If you want the best readings of all your computer's power usage, you need to measure the connection from an electrical outlet to an external power meter such as a P3 Kill-A-Watt Power Usage Monitor. With this power meter you can accurately measure the power consumption of your PC. It's available at Amazon, Home Depot, hardware stores, and other retailers for around $ 20 to $ 40.
Daniel Martin / screenshot
For more detailed information, you'll need something like the HOBO UX120-018 Plug Load Data Logger, which costs a whopping $ 239. However, users get an instant view of 120V plug-in load variables in real time, as well as time-stamped and accumulated load data for detailed energy analysis. This device also measures and records the power and energy consumption of your PC.
Is that important?
Perhaps you are just wondering about the power consumption of your rig out of curiosity. In addition, there are a couple of great reasons you might want to know what kind of power your system is using. One of the most common is updating your PC.

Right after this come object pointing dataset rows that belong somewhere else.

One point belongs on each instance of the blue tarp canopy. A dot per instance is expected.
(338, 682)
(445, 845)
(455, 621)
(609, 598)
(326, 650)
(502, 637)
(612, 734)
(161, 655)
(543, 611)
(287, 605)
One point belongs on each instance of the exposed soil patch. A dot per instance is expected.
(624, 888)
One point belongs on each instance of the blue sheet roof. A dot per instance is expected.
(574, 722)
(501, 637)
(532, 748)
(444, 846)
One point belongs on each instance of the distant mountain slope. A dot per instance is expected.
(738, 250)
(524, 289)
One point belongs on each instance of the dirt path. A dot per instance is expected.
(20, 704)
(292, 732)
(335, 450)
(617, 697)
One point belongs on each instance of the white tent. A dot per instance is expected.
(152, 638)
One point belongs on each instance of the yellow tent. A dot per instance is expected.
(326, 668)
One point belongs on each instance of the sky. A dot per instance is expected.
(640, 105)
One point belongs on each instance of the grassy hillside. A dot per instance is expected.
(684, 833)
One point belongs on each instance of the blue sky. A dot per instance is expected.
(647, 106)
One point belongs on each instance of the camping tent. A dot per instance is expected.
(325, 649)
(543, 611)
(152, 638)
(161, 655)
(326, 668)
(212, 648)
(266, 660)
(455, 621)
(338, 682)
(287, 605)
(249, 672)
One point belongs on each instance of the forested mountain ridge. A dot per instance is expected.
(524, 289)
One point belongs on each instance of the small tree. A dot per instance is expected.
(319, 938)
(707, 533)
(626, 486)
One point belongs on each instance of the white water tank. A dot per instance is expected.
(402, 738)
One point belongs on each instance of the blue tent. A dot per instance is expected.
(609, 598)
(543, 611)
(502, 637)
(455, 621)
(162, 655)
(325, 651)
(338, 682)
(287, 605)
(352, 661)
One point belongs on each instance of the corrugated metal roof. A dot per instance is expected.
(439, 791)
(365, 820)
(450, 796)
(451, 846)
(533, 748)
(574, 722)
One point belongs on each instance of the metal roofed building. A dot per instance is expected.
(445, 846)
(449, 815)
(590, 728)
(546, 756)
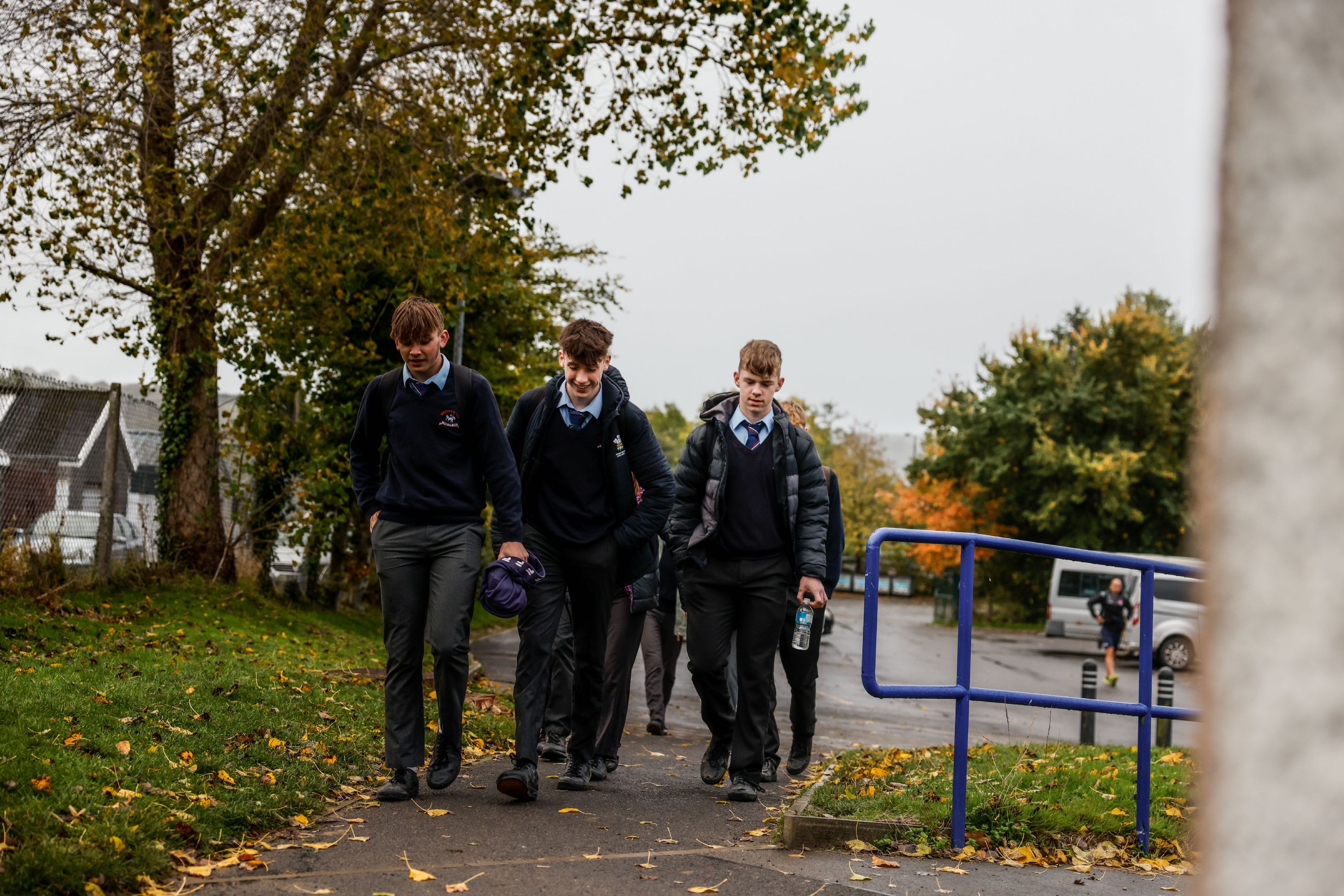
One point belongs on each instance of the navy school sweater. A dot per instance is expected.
(439, 463)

Certain hardware components, such as B. New high-end graphics cards may require a powerful power supply. Before you buy that brand new, expensive graphics card, make sure that you don't need to update your power supply either.
Also, if you find that you need to update your power adapter, it is important to know your exact power needs. The increase in power consumption will affect other components of your PC, and even the circuitry in your home can take this into account.

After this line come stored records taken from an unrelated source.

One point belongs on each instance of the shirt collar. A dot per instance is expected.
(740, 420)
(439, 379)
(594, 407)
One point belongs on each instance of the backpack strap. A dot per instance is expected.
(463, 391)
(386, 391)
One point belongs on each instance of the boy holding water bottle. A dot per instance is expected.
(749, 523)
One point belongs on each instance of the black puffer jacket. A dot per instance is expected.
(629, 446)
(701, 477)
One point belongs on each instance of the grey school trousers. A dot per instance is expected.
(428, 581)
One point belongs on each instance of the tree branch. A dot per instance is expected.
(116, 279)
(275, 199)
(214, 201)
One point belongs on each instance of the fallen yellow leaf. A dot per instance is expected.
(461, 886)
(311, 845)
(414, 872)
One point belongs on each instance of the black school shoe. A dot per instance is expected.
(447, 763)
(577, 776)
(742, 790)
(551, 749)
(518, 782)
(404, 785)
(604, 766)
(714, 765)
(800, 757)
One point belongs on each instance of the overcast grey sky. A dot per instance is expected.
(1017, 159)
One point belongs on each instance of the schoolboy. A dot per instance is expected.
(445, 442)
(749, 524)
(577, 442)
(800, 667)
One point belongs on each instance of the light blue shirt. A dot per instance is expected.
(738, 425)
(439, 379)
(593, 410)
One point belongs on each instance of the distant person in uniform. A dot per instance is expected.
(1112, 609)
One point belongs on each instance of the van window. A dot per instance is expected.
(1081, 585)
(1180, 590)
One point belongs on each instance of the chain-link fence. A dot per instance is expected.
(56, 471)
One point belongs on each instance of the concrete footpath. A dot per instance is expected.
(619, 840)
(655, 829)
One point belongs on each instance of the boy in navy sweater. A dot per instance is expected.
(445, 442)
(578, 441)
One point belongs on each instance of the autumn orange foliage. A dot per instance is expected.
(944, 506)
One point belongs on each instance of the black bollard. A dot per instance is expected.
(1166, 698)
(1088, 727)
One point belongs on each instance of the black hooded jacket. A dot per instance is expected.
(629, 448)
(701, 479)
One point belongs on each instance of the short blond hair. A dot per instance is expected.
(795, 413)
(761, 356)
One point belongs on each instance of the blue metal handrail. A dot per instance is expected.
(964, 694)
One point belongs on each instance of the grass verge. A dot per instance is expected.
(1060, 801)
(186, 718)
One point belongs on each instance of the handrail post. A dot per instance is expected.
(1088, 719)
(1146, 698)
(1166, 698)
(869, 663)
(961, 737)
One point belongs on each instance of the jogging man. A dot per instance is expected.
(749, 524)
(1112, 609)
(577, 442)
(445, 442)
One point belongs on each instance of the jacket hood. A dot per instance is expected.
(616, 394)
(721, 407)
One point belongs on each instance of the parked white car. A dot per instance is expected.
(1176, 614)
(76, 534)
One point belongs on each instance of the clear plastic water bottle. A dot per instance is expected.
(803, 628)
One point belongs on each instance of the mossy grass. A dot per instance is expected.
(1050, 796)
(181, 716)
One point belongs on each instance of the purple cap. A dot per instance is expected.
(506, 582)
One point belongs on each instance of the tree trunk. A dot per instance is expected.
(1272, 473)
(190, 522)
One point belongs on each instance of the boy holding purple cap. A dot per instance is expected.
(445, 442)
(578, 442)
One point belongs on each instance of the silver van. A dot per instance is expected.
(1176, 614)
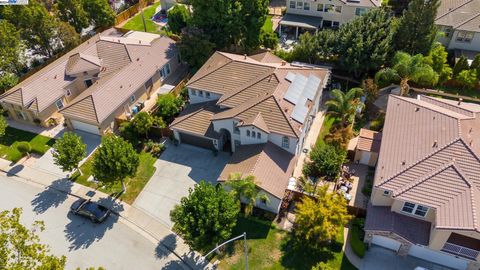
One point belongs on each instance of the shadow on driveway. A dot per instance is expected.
(51, 196)
(81, 232)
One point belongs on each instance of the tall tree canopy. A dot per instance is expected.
(319, 220)
(416, 28)
(206, 216)
(365, 43)
(20, 247)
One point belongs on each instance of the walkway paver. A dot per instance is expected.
(128, 213)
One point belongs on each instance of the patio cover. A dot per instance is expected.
(301, 21)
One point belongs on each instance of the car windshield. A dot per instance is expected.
(95, 209)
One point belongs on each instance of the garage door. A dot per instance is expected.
(437, 257)
(196, 140)
(386, 242)
(85, 127)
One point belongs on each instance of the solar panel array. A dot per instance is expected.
(300, 90)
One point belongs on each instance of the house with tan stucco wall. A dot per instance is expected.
(426, 193)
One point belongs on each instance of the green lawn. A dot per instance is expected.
(8, 143)
(136, 23)
(134, 185)
(326, 126)
(268, 25)
(271, 248)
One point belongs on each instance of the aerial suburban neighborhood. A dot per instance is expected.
(240, 134)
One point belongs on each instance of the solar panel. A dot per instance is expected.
(295, 89)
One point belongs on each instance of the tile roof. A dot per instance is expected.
(380, 218)
(369, 140)
(460, 14)
(429, 155)
(271, 165)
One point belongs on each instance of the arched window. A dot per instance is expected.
(285, 142)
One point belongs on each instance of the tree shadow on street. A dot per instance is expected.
(52, 196)
(81, 232)
(165, 246)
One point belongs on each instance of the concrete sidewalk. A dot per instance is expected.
(129, 214)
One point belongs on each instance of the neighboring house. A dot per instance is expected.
(103, 81)
(426, 195)
(459, 22)
(258, 107)
(368, 146)
(311, 15)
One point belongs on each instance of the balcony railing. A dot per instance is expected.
(460, 251)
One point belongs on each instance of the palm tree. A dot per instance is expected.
(407, 68)
(245, 188)
(345, 105)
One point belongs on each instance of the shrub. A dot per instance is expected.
(24, 147)
(356, 237)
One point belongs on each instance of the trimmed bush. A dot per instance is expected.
(356, 237)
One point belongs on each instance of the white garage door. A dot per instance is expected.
(85, 127)
(437, 257)
(386, 242)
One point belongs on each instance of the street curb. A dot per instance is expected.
(8, 174)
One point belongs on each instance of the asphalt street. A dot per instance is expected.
(112, 244)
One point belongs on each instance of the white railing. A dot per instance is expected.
(460, 251)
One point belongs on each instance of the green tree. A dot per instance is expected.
(365, 43)
(467, 78)
(319, 220)
(325, 160)
(437, 59)
(206, 216)
(407, 68)
(100, 13)
(178, 18)
(68, 151)
(114, 160)
(461, 65)
(7, 81)
(143, 122)
(20, 247)
(168, 106)
(345, 105)
(11, 48)
(416, 28)
(245, 188)
(72, 11)
(195, 47)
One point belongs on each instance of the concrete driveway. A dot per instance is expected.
(378, 258)
(112, 244)
(178, 169)
(45, 162)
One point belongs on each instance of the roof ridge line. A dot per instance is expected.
(450, 11)
(418, 161)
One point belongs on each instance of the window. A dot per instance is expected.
(88, 83)
(360, 11)
(285, 142)
(299, 5)
(306, 6)
(59, 104)
(464, 36)
(416, 209)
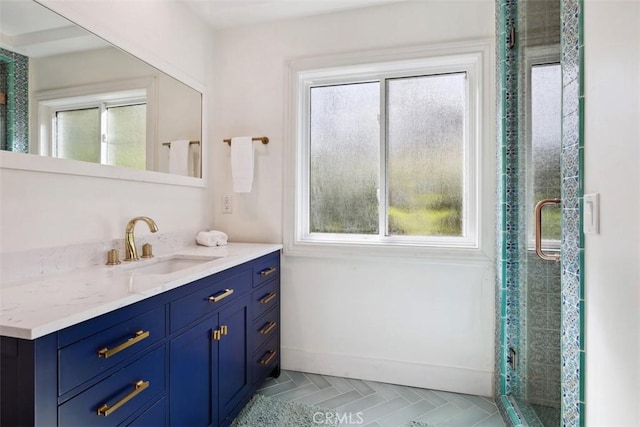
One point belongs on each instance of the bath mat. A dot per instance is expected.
(266, 411)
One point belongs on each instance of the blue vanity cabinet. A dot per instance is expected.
(210, 368)
(265, 327)
(191, 356)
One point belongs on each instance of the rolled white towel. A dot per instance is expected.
(211, 238)
(220, 236)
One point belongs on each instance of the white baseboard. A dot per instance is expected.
(458, 380)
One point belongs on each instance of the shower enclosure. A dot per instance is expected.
(540, 358)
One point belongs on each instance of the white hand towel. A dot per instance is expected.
(220, 237)
(179, 157)
(242, 164)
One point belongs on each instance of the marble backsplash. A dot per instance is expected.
(16, 267)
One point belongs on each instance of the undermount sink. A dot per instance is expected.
(168, 265)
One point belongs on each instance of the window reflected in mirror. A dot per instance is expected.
(69, 94)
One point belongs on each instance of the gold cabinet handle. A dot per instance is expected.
(223, 295)
(268, 271)
(269, 358)
(538, 226)
(267, 328)
(106, 353)
(267, 298)
(139, 387)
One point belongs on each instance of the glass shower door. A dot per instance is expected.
(542, 384)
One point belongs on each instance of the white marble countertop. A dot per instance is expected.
(36, 307)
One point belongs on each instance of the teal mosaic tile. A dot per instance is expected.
(16, 136)
(566, 361)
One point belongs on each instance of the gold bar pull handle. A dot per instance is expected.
(267, 298)
(220, 297)
(268, 271)
(105, 410)
(106, 353)
(267, 328)
(269, 357)
(538, 225)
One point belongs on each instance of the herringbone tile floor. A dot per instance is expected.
(383, 405)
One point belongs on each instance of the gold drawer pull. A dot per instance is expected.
(106, 353)
(139, 387)
(267, 328)
(267, 298)
(268, 271)
(222, 296)
(269, 358)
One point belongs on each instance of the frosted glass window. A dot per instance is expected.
(546, 120)
(126, 136)
(78, 135)
(344, 159)
(422, 175)
(425, 137)
(385, 155)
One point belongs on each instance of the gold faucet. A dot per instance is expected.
(130, 253)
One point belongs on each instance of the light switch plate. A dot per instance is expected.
(591, 213)
(227, 204)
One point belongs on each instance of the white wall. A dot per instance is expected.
(41, 210)
(401, 321)
(612, 168)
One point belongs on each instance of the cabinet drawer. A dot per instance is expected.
(265, 297)
(119, 396)
(266, 360)
(152, 417)
(208, 300)
(95, 354)
(266, 268)
(267, 327)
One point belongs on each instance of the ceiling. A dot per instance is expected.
(232, 13)
(32, 30)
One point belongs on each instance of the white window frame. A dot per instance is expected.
(101, 95)
(302, 74)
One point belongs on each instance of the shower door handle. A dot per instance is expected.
(538, 240)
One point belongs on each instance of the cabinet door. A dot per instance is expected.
(191, 376)
(234, 376)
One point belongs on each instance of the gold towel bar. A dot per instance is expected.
(262, 139)
(168, 144)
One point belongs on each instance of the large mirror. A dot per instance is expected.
(66, 93)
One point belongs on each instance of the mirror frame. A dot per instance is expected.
(38, 163)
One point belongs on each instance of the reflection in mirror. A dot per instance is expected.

Any upgrades that you make to your PC result in a change in power consumption. If you use more important high-performance components to improve your gaming performance or rendering capabilities, your PC needs more power. This will likely lead to changes in your electricity bill.

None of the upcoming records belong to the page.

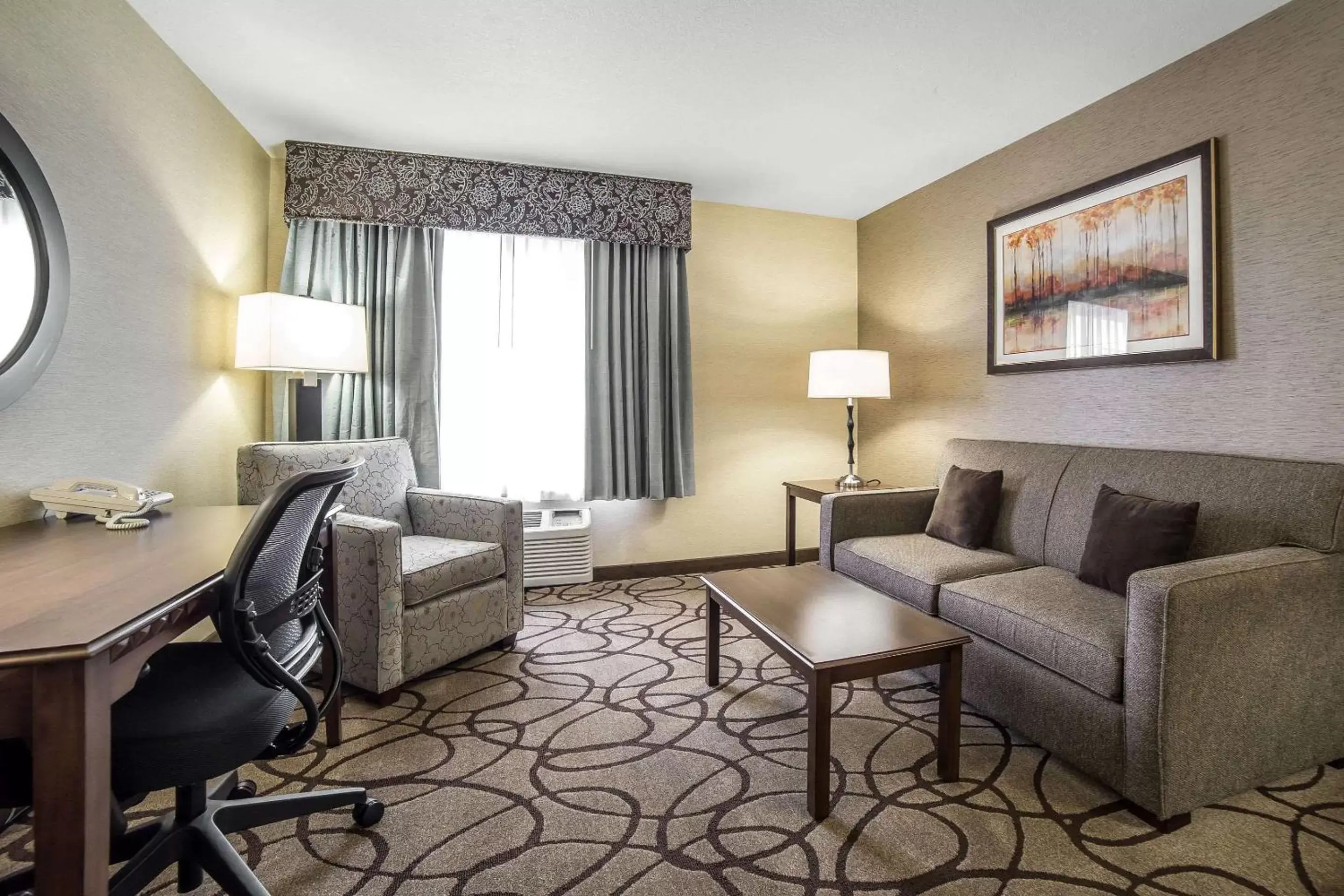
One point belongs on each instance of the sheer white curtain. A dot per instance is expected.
(19, 273)
(514, 350)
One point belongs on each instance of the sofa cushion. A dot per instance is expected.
(912, 567)
(433, 566)
(1050, 617)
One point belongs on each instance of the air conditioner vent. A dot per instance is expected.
(557, 547)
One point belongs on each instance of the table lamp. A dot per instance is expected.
(295, 334)
(850, 374)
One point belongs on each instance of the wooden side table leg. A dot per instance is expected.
(819, 745)
(711, 638)
(330, 681)
(72, 776)
(949, 715)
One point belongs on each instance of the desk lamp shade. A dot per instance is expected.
(850, 374)
(279, 332)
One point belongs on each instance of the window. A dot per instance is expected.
(512, 387)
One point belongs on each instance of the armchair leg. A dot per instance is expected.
(1162, 825)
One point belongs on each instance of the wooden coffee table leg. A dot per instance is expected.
(711, 638)
(819, 745)
(949, 715)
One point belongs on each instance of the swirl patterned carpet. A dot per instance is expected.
(593, 759)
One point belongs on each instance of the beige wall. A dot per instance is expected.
(767, 288)
(163, 196)
(1273, 93)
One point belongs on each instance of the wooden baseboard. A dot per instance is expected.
(698, 565)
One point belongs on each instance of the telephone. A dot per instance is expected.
(119, 505)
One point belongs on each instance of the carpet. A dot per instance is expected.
(595, 759)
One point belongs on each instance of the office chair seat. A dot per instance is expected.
(201, 711)
(193, 714)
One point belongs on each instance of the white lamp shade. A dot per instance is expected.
(850, 374)
(279, 332)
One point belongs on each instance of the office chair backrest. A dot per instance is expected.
(271, 614)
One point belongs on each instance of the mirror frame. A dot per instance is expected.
(35, 350)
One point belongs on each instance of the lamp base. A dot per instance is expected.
(850, 481)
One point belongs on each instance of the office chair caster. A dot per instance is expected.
(367, 813)
(245, 789)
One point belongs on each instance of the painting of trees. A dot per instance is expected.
(1128, 253)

While a modestly built PC or laptop shouldn't make a significant difference to your monthly expenses, a purpose-built gaming rig probably will. More power also leads to more heat and noise, as your system's fans are turned on to prevent overheating. If heat or noise is a concern, it can be another reason to keep track of your PC's power usage.
If you are planning on doing massive upgrades and avoiding bugs and downtime, or if you are wiping pennies on your electricity bill, keeping track of your PC's power usage will help.